- Born: Ulrich Kapp 14 April 1971 (age 54) Füssen, Germany

Curling career
- World Championship appearances: 7 (1994, 1995, 1997, 1999, 2001, 2005, 2007)
- European Championship appearances: 11 (1991, 1992, 1993, 1994, 1995, 1997, 2000, 2005, 2007, 2008, 2009)
- Olympic appearances: 2 (1998, 2006)

Medal record
Men's Curling
World Curling Championships
| Silver medal – second place | 1997 Berne |  |
| Silver medal – second place | 2007 Edmonton |  |
| Bronze medal – third place | 1994 Oberstdorf |  |
| Bronze medal – third place | 1995 Brandon |  |
| Bronze medal – third place | 2005 Victoria |  |
European Curling Championships
| Gold medal – first place | 1991 Chamonix |  |
| Gold medal – first place | 1992 Perth |  |
| Gold medal – first place | 1997 Füssen |  |
| Bronze medal – third place | 2008 Örnsköldsvik |  |

= Uli Kapp =

German curler (born 1971)

Ulrich "Uli" Kapp (born 14 April 1971 in Füssen) is a retired German curler from Übersee.

==Career==
Kapp has played third for his brother Andy Kapp since 1992. Together, they have won European Curling Championships (1992 and 1997), two silver medals at the World Curling Championships (1997, 2007) and three bronze medals (1994, 1995 and 2005).
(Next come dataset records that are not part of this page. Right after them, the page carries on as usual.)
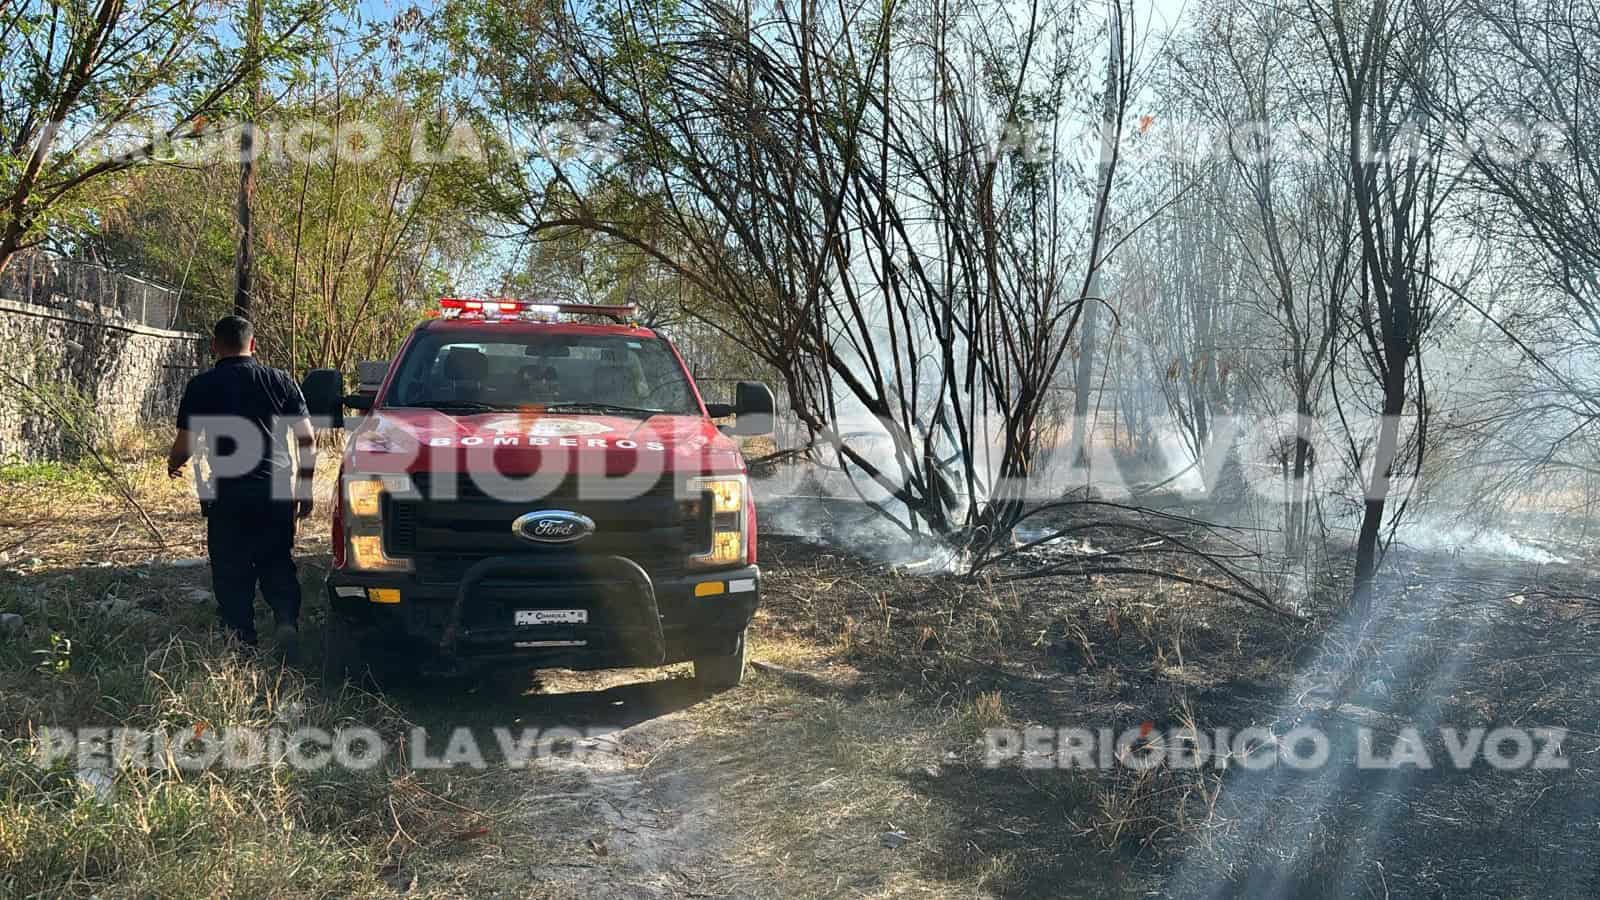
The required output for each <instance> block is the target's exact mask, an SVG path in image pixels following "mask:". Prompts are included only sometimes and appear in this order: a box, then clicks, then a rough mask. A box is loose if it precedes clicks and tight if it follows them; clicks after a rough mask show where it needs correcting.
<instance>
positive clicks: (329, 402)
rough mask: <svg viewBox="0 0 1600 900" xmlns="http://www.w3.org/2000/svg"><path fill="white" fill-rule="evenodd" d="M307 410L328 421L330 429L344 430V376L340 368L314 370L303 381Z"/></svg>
mask: <svg viewBox="0 0 1600 900" xmlns="http://www.w3.org/2000/svg"><path fill="white" fill-rule="evenodd" d="M301 394H304V396H306V408H307V410H310V415H314V416H320V418H325V420H328V424H330V428H344V375H341V373H339V370H338V368H314V370H310V372H307V373H306V380H304V381H301Z"/></svg>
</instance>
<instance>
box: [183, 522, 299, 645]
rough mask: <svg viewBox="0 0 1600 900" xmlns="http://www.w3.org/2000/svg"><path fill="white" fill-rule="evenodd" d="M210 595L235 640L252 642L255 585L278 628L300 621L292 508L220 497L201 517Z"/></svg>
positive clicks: (249, 643) (298, 584) (297, 582)
mask: <svg viewBox="0 0 1600 900" xmlns="http://www.w3.org/2000/svg"><path fill="white" fill-rule="evenodd" d="M206 546H208V549H210V554H211V591H213V593H214V594H216V609H218V613H221V617H222V625H224V626H227V629H229V631H230V633H234V636H235V637H238V639H240V641H243V642H246V644H254V642H256V585H258V583H259V585H261V597H262V599H264V601H267V605H269V607H272V613H274V615H275V617H277V621H278V625H285V623H288V625H296V623H298V621H299V602H301V596H299V580H298V578H296V577H294V559H293V556H291V552H293V551H294V503H291V501H282V500H270V498H267V496H248V495H246V496H237V495H235V496H219V498H218V500H216V501H214V503H211V512H210V516H208V517H206Z"/></svg>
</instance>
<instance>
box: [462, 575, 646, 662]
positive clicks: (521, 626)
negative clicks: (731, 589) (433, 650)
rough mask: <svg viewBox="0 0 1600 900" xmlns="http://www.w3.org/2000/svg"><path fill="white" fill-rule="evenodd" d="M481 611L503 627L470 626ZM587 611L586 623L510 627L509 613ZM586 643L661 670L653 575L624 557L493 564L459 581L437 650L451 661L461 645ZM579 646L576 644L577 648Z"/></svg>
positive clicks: (585, 643)
mask: <svg viewBox="0 0 1600 900" xmlns="http://www.w3.org/2000/svg"><path fill="white" fill-rule="evenodd" d="M478 604H486V605H488V607H490V609H491V610H498V612H499V613H501V618H499V623H498V625H496V623H485V621H482V617H474V620H472V621H467V617H469V613H472V612H477V609H478ZM570 609H582V610H587V613H589V617H587V618H589V621H586V623H573V625H541V626H536V631H534V628H528V626H517V625H514V623H512V613H510V612H509V610H570ZM534 639H538V641H539V642H552V644H554V642H582V644H581V645H582V647H586V649H595V650H606V652H613V653H616V655H621V657H627V658H629V660H637V663H635V665H638V666H659V665H662V661H664V660H666V641H664V639H662V634H661V612H659V609H658V605H656V589H654V585H653V583H651V580H650V575H648V573H645V570H643V569H640V565H638V564H637V562H634V560H632V559H627V557H624V556H597V557H586V559H539V557H528V556H491V557H488V559H483V560H478V562H477V564H474V565H472V569H467V572H466V573H464V575H462V577H461V585H459V588H458V589H456V599H454V602H453V604H451V607H450V618H448V620H446V625H445V633H443V637H442V639H440V642H438V649H440V650H442V652H443V653H445V655H446V657H454V655H456V650H458V647H459V645H461V644H462V642H474V644H486V645H494V644H502V645H517V644H518V642H530V641H534ZM573 645H578V644H573Z"/></svg>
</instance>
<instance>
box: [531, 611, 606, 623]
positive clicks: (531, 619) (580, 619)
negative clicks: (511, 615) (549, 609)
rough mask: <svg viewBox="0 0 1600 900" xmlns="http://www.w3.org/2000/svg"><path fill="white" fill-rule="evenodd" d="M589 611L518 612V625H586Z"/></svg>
mask: <svg viewBox="0 0 1600 900" xmlns="http://www.w3.org/2000/svg"><path fill="white" fill-rule="evenodd" d="M587 621H589V610H517V625H584V623H587Z"/></svg>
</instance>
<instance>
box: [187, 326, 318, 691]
mask: <svg viewBox="0 0 1600 900" xmlns="http://www.w3.org/2000/svg"><path fill="white" fill-rule="evenodd" d="M211 352H213V354H214V356H216V365H214V367H213V368H211V370H208V372H202V373H200V375H197V376H194V378H192V380H190V381H189V386H187V388H186V389H184V399H182V402H181V404H179V405H178V437H174V439H173V448H171V452H170V453H168V455H166V474H168V476H170V477H174V479H176V477H178V476H179V474H181V472H182V468H184V463H187V461H189V458H190V456H192V455H194V437H195V436H197V434H203V436H205V437H206V456H208V461H210V466H211V474H213V476H214V490H213V492H210V493H213V496H211V498H210V500H211V503H210V511H208V512H206V549H208V552H210V556H211V588H213V593H214V594H216V605H218V613H219V615H221V618H222V625H224V628H227V631H229V634H230V636H232V637H235V639H237V641H240V642H243V644H248V645H251V647H253V645H254V644H256V585H258V583H259V585H261V596H262V599H266V601H267V605H269V607H272V613H274V617H275V618H277V631H275V637H277V642H278V652H280V653H282V655H283V658H285V660H286V661H290V663H294V661H298V657H299V604H301V589H299V580H298V578H296V577H294V559H293V556H291V554H293V551H294V520H296V519H304V517H307V516H310V508H312V500H310V496H312V495H310V488H312V476H314V469H315V463H317V448H315V444H314V436H315V432H314V431H312V426H310V420H309V418H307V410H306V397H302V396H301V391H299V386H298V384H294V380H291V378H290V376H288V373H285V372H283V370H278V368H269V367H266V365H261V364H259V362H256V357H254V354H256V336H254V328H251V325H250V322H248V320H245V319H242V317H238V315H229V317H226V319H222V320H219V322H218V323H216V328H214V330H213V336H211ZM290 434H293V436H294V445H296V453H294V456H296V458H298V463H299V464H298V466H294V464H293V463H291V455H290V450H288V436H290ZM291 474H293V476H294V477H291ZM202 500H206V498H202Z"/></svg>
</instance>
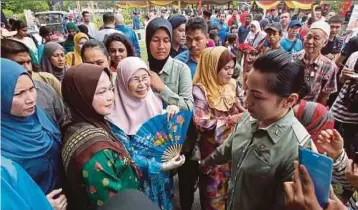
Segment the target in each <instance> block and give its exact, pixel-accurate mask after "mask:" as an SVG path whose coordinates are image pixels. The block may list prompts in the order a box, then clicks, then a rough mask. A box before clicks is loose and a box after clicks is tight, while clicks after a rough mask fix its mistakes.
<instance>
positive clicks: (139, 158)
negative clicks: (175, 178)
mask: <svg viewBox="0 0 358 210" xmlns="http://www.w3.org/2000/svg"><path fill="white" fill-rule="evenodd" d="M110 126H111V129H112V132H113V133H114V134H115V135H116V137H117V139H119V140H120V141H121V142H122V144H123V145H124V146H125V147H126V149H127V150H128V152H129V153H130V155H131V157H132V159H133V160H134V162H135V164H136V166H138V167H139V168H140V169H141V172H142V173H143V174H142V178H141V180H140V184H141V188H142V189H143V191H144V192H145V193H146V195H148V197H149V198H150V199H151V200H152V201H153V202H154V203H156V204H157V205H158V206H159V207H160V209H162V210H172V209H173V203H172V198H173V196H174V191H173V186H174V185H173V177H172V176H170V174H169V173H168V172H164V171H162V163H159V162H158V161H156V160H155V159H154V158H151V159H149V158H147V157H144V156H142V155H140V154H139V153H138V152H137V151H136V150H134V148H133V147H132V146H131V138H132V137H133V136H128V135H126V134H125V133H124V131H123V130H121V129H120V128H118V127H117V126H115V125H113V124H110Z"/></svg>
He competed for Germany at the 1998 and 2006 Winter Olympics, finishing in eighth place on both occasions. Kapp had to have season-ending knee surgery after the 2007 European Curling Championships, and thus could not attend the 2008 World Men's Curling Championship with the rest of his team. He retired from professional curling in 2009.

Kapp has worked as a curling commentator for Eurosport for over 10 years.

==Personal life==
Kapp has two children. He has a Magister Juris and works as a sport business consultant. He enjoys reading, travelling, biking, and gardening.